Jerusalem
JerusalemIsrael news photo: Flash 90

Unlike the U.S., EU, and UN, Karel Schwarzenberg does not believe that outside intervention is necessary to solving the issues between Israel and the Palestinian Authority. In an interview with Army Radio Thursday, Schwarzenberg said that the two sides were perfectly capable of solving their own problems.

The long-standing competition for control of the Holy Land has stumped diplomats and statesmen for decades, and Schwarzenberg does not pretend to have any solutions or prophetic insight, he said in the interview. “I don't know what the solution is, but even if I did, I would not get involved in the dispute, perhaps only if one side asked for my help. But a Foreign Minister of another country should not get involved, at least in public. I am not a journalist or an academician; as a Foreign Minister, I must put limits on my behavior,” he said.

Despite his proclaimed neutral status, Schwarzenberg does believe that the dispute must be resolved in a manner in which “all residents of the state are able to live a normal, peaceful life. This is the most important objective.” With that, he added, “we have seen in our own country how occupation damages not only the occupied, but corrupts the occupier.”

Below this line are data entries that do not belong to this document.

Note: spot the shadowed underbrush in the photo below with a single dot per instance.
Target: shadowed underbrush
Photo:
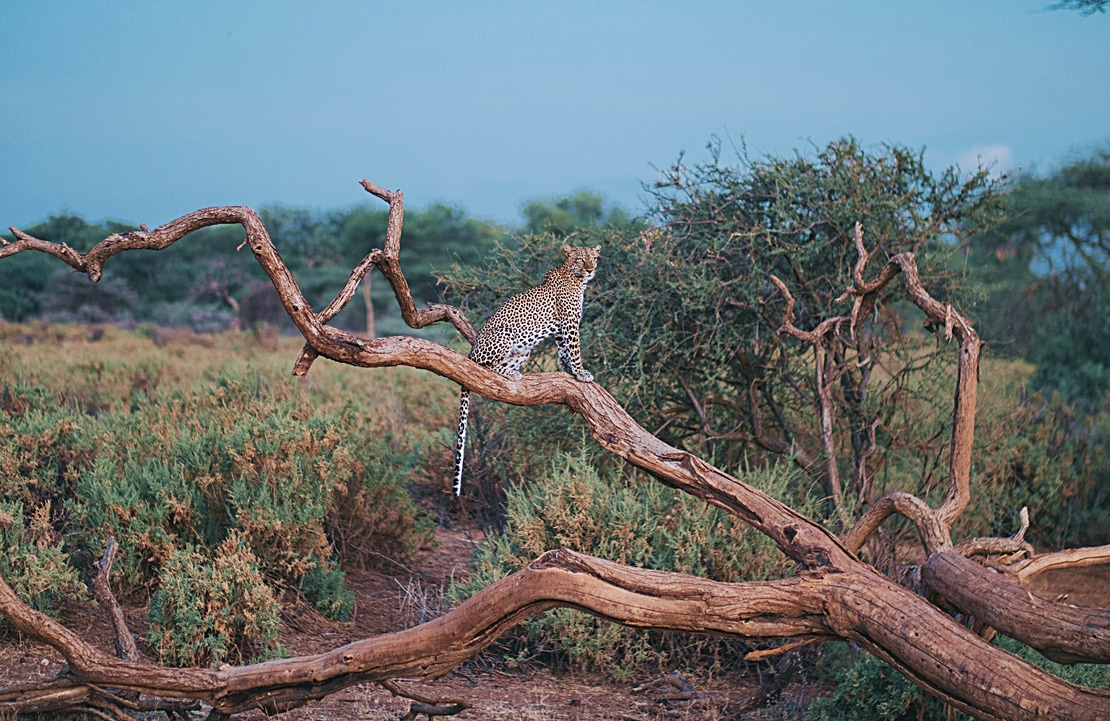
(222, 477)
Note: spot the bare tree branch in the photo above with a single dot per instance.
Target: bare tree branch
(834, 593)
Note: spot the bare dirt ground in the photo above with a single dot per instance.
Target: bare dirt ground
(406, 596)
(402, 598)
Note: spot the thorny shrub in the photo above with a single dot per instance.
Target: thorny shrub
(185, 445)
(632, 521)
(211, 608)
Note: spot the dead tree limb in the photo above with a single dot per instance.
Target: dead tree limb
(834, 592)
(124, 642)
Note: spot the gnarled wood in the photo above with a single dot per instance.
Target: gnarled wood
(834, 593)
(1062, 632)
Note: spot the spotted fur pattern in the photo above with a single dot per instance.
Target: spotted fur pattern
(506, 339)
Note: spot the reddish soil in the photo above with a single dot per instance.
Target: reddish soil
(392, 601)
(407, 596)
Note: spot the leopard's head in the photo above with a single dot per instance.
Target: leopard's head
(582, 261)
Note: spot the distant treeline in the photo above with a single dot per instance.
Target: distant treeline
(1038, 276)
(204, 284)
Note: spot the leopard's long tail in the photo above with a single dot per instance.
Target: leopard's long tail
(464, 414)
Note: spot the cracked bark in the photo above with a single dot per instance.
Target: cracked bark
(835, 595)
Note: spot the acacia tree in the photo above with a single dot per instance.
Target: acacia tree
(834, 593)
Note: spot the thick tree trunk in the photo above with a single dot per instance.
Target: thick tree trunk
(834, 595)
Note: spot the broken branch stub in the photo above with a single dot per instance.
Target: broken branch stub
(834, 593)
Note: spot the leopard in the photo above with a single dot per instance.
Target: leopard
(505, 342)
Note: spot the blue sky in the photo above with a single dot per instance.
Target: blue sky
(145, 111)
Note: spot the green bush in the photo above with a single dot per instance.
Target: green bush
(213, 608)
(869, 689)
(31, 560)
(187, 444)
(642, 524)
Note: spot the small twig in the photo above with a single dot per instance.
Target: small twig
(124, 642)
(424, 704)
(766, 653)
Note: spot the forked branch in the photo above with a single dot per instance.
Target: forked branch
(834, 592)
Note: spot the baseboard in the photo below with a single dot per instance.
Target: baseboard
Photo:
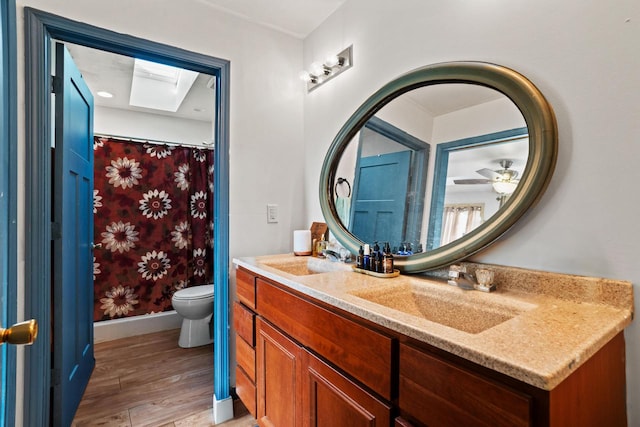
(222, 409)
(109, 330)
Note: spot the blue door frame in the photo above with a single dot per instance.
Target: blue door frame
(40, 29)
(8, 203)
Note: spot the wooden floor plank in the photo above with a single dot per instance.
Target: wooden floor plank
(149, 381)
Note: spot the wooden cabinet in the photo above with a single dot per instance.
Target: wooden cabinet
(360, 351)
(334, 400)
(244, 325)
(279, 378)
(438, 393)
(288, 385)
(303, 363)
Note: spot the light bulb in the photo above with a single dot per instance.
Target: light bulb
(331, 61)
(316, 69)
(504, 187)
(305, 76)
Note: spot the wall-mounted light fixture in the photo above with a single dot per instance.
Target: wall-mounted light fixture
(333, 65)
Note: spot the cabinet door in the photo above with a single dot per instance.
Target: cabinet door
(438, 393)
(331, 399)
(279, 371)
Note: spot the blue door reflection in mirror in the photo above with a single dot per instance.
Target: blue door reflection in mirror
(388, 167)
(451, 180)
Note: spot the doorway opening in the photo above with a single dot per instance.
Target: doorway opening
(41, 28)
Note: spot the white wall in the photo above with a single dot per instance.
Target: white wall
(266, 134)
(137, 124)
(582, 56)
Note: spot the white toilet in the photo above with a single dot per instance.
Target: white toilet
(195, 306)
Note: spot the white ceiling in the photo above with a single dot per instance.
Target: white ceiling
(294, 17)
(109, 72)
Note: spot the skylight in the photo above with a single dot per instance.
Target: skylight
(158, 86)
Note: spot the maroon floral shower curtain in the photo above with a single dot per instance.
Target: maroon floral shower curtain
(153, 223)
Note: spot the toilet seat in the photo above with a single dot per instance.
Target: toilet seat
(194, 293)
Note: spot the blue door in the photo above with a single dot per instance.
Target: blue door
(380, 197)
(72, 340)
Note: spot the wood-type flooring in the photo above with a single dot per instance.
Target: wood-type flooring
(148, 380)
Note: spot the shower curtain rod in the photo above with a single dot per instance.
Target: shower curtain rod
(206, 145)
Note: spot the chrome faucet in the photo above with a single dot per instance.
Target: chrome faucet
(459, 277)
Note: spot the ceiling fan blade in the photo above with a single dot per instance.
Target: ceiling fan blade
(471, 181)
(489, 174)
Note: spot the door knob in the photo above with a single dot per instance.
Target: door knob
(20, 333)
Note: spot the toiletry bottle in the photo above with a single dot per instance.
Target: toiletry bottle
(360, 258)
(321, 247)
(377, 262)
(366, 262)
(387, 260)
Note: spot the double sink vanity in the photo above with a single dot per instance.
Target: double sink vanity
(318, 344)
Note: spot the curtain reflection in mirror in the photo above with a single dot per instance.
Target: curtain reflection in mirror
(458, 220)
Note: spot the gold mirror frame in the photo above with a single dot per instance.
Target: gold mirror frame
(543, 147)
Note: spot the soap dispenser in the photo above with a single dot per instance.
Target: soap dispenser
(387, 260)
(360, 258)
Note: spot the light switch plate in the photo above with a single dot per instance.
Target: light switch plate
(272, 213)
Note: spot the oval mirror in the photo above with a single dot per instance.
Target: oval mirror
(439, 163)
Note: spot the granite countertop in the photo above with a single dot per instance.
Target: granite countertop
(537, 327)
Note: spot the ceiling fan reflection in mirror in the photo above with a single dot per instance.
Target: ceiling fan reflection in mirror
(503, 180)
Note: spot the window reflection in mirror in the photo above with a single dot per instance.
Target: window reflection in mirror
(396, 191)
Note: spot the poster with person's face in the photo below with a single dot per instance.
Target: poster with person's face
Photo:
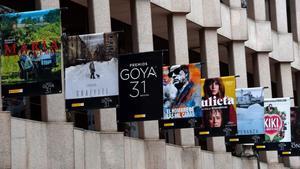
(250, 115)
(30, 53)
(294, 148)
(218, 106)
(140, 87)
(277, 123)
(181, 96)
(91, 71)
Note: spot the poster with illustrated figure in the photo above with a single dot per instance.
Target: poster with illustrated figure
(218, 106)
(181, 96)
(277, 124)
(294, 147)
(30, 53)
(91, 71)
(140, 87)
(250, 116)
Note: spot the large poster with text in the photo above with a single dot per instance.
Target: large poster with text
(181, 96)
(277, 123)
(250, 115)
(140, 87)
(218, 106)
(91, 71)
(31, 53)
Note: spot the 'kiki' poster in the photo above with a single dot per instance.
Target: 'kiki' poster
(250, 115)
(91, 71)
(31, 53)
(181, 96)
(277, 123)
(218, 106)
(140, 87)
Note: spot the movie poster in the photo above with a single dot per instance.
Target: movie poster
(140, 87)
(218, 106)
(181, 96)
(91, 71)
(31, 53)
(250, 115)
(277, 123)
(294, 147)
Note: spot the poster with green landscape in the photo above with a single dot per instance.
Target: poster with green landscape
(30, 53)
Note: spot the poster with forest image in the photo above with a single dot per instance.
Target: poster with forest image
(31, 53)
(91, 70)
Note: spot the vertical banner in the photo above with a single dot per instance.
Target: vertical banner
(140, 87)
(277, 124)
(218, 106)
(294, 148)
(250, 116)
(31, 53)
(91, 71)
(181, 96)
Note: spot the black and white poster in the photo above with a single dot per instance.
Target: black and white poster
(91, 71)
(140, 87)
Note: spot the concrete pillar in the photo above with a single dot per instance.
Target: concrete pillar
(179, 54)
(256, 10)
(5, 140)
(297, 74)
(285, 81)
(99, 21)
(279, 16)
(262, 75)
(178, 46)
(295, 19)
(141, 25)
(210, 52)
(238, 63)
(53, 106)
(99, 16)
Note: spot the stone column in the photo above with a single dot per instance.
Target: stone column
(5, 140)
(262, 75)
(285, 80)
(298, 87)
(256, 10)
(60, 141)
(279, 16)
(179, 54)
(99, 21)
(238, 62)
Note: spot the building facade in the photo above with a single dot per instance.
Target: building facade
(255, 39)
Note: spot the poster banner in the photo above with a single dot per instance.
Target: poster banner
(277, 124)
(294, 149)
(31, 53)
(181, 96)
(218, 106)
(140, 87)
(250, 116)
(91, 71)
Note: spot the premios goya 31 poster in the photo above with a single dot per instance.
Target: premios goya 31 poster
(140, 87)
(218, 106)
(181, 96)
(31, 53)
(91, 71)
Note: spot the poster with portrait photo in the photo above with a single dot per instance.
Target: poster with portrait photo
(294, 149)
(250, 116)
(140, 87)
(181, 96)
(91, 71)
(30, 53)
(218, 106)
(277, 124)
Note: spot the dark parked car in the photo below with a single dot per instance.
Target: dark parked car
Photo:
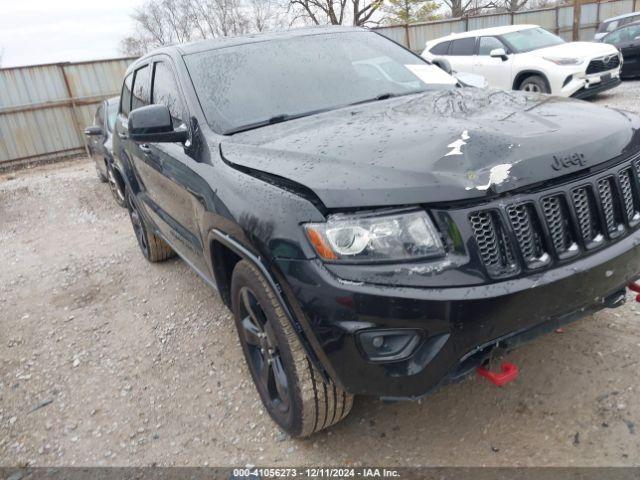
(100, 142)
(627, 40)
(371, 236)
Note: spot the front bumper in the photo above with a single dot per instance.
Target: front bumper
(587, 92)
(460, 326)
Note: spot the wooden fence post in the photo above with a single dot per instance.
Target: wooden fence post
(406, 36)
(577, 10)
(74, 110)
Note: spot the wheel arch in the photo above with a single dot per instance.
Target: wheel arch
(521, 76)
(226, 252)
(120, 178)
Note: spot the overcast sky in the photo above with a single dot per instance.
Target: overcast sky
(44, 31)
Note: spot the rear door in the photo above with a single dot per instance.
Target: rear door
(496, 70)
(462, 54)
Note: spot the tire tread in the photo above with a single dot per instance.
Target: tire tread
(323, 403)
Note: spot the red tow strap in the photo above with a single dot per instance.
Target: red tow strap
(634, 287)
(508, 373)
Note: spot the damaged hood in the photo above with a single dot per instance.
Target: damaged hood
(443, 146)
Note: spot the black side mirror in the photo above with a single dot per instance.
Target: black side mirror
(153, 124)
(94, 130)
(444, 64)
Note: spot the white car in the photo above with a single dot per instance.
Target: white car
(529, 58)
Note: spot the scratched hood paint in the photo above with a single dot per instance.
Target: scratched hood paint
(435, 147)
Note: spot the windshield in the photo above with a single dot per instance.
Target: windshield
(531, 39)
(250, 85)
(112, 113)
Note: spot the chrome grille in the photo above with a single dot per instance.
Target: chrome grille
(603, 64)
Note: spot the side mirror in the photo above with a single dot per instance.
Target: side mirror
(152, 124)
(94, 130)
(471, 80)
(443, 64)
(499, 53)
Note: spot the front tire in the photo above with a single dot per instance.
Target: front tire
(153, 248)
(291, 389)
(534, 84)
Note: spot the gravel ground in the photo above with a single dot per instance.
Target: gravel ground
(108, 360)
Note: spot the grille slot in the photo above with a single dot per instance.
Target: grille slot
(537, 229)
(526, 228)
(610, 206)
(603, 64)
(630, 198)
(558, 221)
(587, 215)
(494, 247)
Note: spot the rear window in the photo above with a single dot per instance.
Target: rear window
(463, 46)
(440, 49)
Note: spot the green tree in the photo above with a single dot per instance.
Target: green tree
(410, 11)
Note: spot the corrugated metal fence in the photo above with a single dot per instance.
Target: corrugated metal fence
(44, 108)
(556, 19)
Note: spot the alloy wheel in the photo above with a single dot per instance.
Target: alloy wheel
(263, 353)
(531, 87)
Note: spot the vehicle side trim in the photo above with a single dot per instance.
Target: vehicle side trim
(244, 253)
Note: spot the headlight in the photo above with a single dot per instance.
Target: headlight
(401, 236)
(565, 61)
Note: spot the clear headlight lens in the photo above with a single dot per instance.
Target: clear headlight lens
(565, 61)
(400, 236)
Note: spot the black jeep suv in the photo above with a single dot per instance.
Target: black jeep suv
(376, 228)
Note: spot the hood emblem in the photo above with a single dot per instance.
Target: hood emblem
(567, 161)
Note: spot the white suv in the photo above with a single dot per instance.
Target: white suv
(527, 57)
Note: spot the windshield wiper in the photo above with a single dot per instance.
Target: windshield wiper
(279, 118)
(284, 117)
(386, 96)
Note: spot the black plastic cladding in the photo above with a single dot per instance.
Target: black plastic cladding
(584, 216)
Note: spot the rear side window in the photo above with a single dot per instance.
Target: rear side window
(622, 35)
(125, 96)
(489, 43)
(99, 118)
(165, 92)
(463, 46)
(440, 49)
(141, 85)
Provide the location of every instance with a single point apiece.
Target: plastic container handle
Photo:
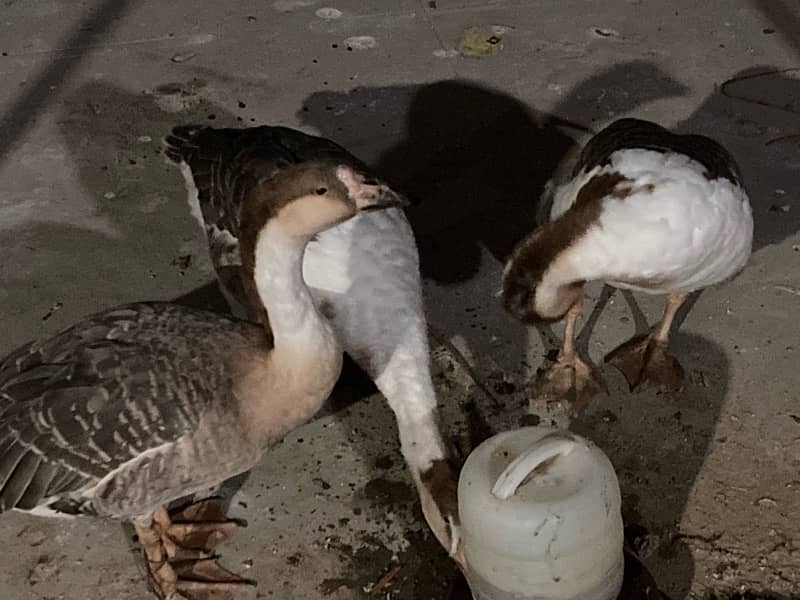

But most of the interview involved Schwarzenberg's love for Israel, which he first visited in 1964. “Since then I try to come back here at every opportunity,” he said. “When I first came here, nobody even locked their doors. In recent decades Israel, like many other countries, has gone through many changes, for better or worse.” Still, he added, Israeli society was “a wonder. I try to come back to this wonderful country as often as I can.”